Auch Väter sind oft eher verunsichert von der Vielzahl an Untersuchungen und Vermessungen des Kindes. Und wer fragt die eigentlich mal, wie es ihnen dieser neuen besonderen Lebensphase geht? Ebenso ist es bei nicht ganz komplikationslosen Schwangerschaftsverläufen sehr sinnvoll den Fokus auf die gesunden Anteile zu setzen. Denn gerade dann, wenn Schwierigkeiten vorhanden sind, ist doch die gute Hoffnung ganz besonders wichtig.
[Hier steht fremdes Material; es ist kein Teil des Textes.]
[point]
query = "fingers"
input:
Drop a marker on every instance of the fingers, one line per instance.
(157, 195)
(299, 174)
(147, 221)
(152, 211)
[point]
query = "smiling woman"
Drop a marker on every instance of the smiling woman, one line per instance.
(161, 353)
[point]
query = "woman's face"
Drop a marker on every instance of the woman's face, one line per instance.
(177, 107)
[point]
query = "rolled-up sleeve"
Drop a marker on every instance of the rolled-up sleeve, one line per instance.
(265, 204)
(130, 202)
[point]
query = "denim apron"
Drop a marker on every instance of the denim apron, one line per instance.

Auch wenn in Deutschland die meisten Schwangeren primär zum Arzt und zur Geburt dann in ein Krankenhaus gehen, sind sie trotzdem nicht krank. Es ist erwiesen, dass Angst und Stress gesundheitliche Risiken für die Schwangerschaft erzeugen können. Es ist also längst Zeit, sich damit zu befassen, wie sich beides reduzieren lässt. Zum Beispiel durch eine Schwangerenvorsorge, bei der nicht nur ermittelte Werte, sondern auch das Wohlbefinden eine entscheidende Rolle spielen.